Командир не то застонал, не то коротко засмеялся:
— Ох, есть предел терпению… Но — хорошо. Поговорим на эту тему в последний раз. Слушай. Когда мы прилетели, еще можно было думать, что это — Исток, бывший Исток, то ли покинутый людьми, то ли переживший катастрофу и успевший оправиться от нее, но уже без людей. Мне показалось слишком тяжелым сообщить на Земле, что цивилизация Истока не дожила до наших дней, и все же в тот момент такая гипотеза могла возникнуть. Через некоторое время мы убедились, что на планете есть люди. Каменный век. Даже и это еще можно было бы объяснить с твоей точки зрения, предположив, что какая-то часть людей уцелела после катастрофы, но деградировала, превратившись в дикарей. Но теперь я категорически говорю: нет! Цивилизация, откатываясь назад, не могла задержаться на античной стадии, а начав снова с нуля, не успела бы дойти до нее. Согласен?
— Логично.
— И еще. Принять твою гипотезу — значит признать, что великая цивилизация Истока погибла. Но скажи: разве на Гиганте, на предпоследней по развитию ступени перед Истоком, хоть что-нибудь указывало на приближение катастрофы? Разве были там антагонизм, вражда, скрытые противоречия в развитии общества? Не было! И неудивительно: даже на нашей Земле это давно уже не грозит обществу, а ведь между нами и Гигантом — немалая дистанция. Я прав?
— Ты был бы прав, — сказал, помолчав, штурман, — если бы я хоть словом обмолвился о гибели цивилизации.
— Но ведь если цивилизация не погибла, и ее нет — значит ее и не было? Тогда это не Исток!
— Не согласен… Гибель цивилизации — не единственное, что может с нею приключиться. Я, конечно, не думаю, что человечество может мирно скончаться в своей постели не от недостатка, а от изобилия. Помнишь эту теорию?
— От обжорства, что ли?
— Можно и так сказать. От обжорства знанием, от изобилия информации.
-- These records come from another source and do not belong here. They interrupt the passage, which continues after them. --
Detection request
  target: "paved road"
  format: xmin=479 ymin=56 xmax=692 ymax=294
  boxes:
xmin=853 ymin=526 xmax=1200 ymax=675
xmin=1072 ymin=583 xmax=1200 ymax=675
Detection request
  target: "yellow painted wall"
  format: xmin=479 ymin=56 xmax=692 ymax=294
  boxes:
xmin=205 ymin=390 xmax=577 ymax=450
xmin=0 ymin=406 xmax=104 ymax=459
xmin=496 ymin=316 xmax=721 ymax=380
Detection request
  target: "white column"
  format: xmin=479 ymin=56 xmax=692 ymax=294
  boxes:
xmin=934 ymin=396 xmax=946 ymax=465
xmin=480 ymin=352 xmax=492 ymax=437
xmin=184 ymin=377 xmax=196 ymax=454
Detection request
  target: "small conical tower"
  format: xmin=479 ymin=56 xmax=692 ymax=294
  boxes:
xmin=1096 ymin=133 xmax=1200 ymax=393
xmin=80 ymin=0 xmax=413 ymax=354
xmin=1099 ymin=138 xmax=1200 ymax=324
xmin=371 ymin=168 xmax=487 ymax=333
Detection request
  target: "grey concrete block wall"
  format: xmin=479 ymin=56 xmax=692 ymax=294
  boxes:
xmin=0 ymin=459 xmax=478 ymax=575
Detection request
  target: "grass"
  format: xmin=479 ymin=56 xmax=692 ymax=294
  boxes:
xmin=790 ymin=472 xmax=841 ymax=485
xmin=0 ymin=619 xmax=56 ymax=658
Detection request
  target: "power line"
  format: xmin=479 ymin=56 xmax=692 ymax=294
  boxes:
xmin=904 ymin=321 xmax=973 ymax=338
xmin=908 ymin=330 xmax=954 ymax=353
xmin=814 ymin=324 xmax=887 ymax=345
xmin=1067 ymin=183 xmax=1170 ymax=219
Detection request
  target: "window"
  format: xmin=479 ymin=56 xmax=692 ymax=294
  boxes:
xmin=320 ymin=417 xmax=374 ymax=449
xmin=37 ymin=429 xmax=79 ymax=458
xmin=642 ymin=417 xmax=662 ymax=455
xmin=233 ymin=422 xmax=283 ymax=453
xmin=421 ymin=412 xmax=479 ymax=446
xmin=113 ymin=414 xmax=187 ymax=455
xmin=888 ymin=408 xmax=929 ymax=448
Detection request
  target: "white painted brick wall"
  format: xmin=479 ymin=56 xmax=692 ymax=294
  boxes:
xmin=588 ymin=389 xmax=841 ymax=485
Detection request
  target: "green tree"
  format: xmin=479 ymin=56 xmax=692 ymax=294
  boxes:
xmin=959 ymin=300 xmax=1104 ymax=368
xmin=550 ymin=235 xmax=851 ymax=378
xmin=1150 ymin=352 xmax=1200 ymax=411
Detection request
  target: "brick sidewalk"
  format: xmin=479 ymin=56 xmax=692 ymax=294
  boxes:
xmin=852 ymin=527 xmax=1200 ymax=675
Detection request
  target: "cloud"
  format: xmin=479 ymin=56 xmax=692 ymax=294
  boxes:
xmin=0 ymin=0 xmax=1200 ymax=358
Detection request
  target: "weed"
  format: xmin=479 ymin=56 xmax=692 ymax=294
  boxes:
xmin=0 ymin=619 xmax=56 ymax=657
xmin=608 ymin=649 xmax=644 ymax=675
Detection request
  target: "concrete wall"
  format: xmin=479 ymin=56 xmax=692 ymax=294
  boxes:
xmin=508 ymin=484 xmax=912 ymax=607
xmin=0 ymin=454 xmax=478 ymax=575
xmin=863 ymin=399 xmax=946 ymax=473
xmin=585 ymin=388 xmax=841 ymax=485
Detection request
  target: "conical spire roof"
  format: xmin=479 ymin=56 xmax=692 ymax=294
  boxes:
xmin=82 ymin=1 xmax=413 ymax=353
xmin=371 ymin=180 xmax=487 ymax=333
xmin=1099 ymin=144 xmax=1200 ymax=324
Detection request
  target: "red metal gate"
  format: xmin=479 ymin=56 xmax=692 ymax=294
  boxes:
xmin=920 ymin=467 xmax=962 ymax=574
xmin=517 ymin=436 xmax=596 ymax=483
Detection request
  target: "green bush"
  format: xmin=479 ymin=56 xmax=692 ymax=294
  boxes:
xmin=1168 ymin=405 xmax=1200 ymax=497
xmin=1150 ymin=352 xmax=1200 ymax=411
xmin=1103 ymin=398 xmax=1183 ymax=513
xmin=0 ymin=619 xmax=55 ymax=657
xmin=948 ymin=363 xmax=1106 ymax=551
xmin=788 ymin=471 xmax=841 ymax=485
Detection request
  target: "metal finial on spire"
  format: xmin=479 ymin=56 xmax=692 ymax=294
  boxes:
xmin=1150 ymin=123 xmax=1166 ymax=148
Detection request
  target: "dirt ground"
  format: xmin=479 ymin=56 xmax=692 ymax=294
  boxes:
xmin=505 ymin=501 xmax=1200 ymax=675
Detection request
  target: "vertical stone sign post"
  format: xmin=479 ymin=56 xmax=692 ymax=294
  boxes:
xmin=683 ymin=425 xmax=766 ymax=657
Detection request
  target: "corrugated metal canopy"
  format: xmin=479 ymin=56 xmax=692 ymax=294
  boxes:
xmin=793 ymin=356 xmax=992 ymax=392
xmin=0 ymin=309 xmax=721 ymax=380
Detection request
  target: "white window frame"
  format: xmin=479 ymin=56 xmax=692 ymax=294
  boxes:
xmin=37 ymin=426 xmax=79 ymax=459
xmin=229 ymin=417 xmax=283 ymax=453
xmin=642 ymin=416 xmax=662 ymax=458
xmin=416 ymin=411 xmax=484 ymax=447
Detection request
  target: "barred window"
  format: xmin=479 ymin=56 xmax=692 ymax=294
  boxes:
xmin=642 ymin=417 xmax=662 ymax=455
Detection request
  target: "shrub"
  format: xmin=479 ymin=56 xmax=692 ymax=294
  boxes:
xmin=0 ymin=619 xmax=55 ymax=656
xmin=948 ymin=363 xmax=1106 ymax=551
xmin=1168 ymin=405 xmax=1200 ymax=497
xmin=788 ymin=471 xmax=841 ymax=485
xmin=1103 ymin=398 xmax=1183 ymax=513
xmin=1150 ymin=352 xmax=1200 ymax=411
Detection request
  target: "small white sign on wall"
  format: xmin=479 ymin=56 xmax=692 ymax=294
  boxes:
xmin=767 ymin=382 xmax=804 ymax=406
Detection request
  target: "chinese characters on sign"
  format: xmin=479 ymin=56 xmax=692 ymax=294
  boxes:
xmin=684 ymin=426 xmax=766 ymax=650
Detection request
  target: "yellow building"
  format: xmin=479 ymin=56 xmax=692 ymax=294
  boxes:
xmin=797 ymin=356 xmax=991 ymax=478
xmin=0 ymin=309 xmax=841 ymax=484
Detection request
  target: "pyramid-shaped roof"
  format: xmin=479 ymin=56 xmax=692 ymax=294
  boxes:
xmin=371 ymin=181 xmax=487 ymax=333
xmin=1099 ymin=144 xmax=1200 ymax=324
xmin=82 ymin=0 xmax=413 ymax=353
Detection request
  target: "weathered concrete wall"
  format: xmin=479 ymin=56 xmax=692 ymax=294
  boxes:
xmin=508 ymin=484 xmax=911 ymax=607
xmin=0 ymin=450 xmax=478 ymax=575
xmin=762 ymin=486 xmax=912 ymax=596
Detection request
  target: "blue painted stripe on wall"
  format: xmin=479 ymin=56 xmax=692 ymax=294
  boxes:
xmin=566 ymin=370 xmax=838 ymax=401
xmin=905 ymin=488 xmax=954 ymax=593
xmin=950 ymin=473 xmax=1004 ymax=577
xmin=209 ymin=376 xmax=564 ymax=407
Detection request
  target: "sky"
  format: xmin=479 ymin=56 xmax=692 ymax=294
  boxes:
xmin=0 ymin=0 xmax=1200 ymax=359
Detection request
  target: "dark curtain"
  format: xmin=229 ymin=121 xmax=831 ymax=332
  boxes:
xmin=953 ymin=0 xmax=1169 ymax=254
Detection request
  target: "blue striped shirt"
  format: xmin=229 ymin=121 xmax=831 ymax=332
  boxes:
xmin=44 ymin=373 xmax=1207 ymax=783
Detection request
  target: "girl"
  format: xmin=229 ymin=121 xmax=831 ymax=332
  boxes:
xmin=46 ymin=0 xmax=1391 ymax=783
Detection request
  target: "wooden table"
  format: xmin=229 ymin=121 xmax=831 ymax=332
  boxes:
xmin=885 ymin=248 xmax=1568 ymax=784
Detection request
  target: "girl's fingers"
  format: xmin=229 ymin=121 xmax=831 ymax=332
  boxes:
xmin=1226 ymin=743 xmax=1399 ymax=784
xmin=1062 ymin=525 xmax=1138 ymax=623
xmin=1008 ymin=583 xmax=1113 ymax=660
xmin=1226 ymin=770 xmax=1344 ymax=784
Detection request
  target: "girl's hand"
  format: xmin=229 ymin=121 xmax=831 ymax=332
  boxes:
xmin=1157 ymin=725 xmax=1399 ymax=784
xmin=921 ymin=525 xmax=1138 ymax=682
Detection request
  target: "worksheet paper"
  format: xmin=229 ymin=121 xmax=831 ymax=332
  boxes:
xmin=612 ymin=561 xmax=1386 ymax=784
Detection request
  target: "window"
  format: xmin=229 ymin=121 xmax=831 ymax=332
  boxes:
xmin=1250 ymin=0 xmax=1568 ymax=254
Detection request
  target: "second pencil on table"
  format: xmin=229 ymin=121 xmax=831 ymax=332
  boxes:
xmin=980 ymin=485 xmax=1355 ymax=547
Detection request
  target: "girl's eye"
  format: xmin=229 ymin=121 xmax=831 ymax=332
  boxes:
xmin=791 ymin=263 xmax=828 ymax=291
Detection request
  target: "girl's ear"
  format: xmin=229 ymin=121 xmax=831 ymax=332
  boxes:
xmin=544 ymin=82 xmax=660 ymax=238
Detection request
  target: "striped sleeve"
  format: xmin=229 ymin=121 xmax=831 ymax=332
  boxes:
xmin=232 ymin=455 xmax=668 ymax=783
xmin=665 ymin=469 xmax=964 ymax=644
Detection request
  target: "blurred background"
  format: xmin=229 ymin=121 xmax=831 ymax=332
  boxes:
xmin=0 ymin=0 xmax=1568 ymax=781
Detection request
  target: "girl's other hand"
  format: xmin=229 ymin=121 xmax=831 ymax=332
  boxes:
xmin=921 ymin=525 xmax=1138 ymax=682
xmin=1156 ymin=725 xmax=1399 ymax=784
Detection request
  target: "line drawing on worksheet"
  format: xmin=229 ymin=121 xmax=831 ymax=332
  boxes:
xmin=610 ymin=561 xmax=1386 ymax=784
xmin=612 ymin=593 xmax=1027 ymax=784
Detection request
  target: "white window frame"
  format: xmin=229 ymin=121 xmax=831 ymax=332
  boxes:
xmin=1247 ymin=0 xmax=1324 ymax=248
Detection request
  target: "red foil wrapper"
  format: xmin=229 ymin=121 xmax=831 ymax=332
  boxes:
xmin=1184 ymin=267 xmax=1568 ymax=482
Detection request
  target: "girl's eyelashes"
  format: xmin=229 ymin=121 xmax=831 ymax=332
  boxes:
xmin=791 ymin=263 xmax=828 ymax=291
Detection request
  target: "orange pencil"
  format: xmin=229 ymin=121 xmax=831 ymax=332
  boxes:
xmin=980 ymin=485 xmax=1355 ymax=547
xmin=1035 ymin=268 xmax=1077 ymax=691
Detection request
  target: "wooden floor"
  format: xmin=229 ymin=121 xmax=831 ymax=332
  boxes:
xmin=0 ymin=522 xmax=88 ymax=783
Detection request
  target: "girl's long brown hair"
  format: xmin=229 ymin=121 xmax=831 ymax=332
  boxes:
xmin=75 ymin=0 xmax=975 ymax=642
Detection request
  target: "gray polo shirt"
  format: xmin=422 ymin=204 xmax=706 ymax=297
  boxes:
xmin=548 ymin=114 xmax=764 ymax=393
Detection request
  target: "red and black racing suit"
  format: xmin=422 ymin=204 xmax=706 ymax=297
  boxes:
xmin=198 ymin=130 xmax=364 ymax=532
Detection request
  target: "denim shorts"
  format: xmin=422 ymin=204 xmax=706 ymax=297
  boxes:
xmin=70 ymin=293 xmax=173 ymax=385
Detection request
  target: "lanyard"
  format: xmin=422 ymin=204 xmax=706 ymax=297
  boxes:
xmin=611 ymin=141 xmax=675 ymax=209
Общество, развиваясь, успешно преодолело все мели и рифы, обошлось без ядерной войны, добилось изобилия, передоверило производство материальных ценностей машинам и получило наконец возможность всю свою энергию направить на познание мира, — познание все более глубокое и всестороннее…
— Мы на Земле все это проделали, — сказал командир, — и пока что живы и здоровы. — Он согнул руку, напрягая бицепс. Штурман кивнул.
— Ты атлет, это известно. Но послушай дальше. Сторонники этой гипотезы говорили, что главная беда в том, что темп развития ускоряется, науки же дифференцируются. Если что-то возникает на стыках, то и такая новая отрасль не становится объединяющим звеном, а напротив, сама начинает углубляться и отходит все дальше от соседей. Проведи из центра окружности любое количество радиальных линий — и они чем дальше, тем больше будут расходиться. Простая геометрия.
— Ну, дальше?
— А дальше вот что: познание — основное содержание жизни. Машина общества закручена и пущена, идет без сучка без задоринки, внимания не требует, а значит, исчезает общность интересов: какой смысл интересоваться тем, что действует само по себе, как хороший автомат, даже смазки не требует, а совать ему палки в колеса в наше время никому и в голову не придет. Значит, у каждого есть полная возможность жить только своими интересами, а интересы-то у всех разные, наука требует человека целиком, если заниматься ею всерьез, а не всерьез у нас уже не бывает. И вот, говорили они, может получиться, что люди перестанут понимать друг друга. Но в то же время человек — существо общественное и вне общества жить не может. А общество перестает существовать в тот миг, когда исчезает связь, элемент общения. И вот…
— Все, — сказал командир. — Дальше я понял. Теория эта мне активно не нравится; я в нее не верю.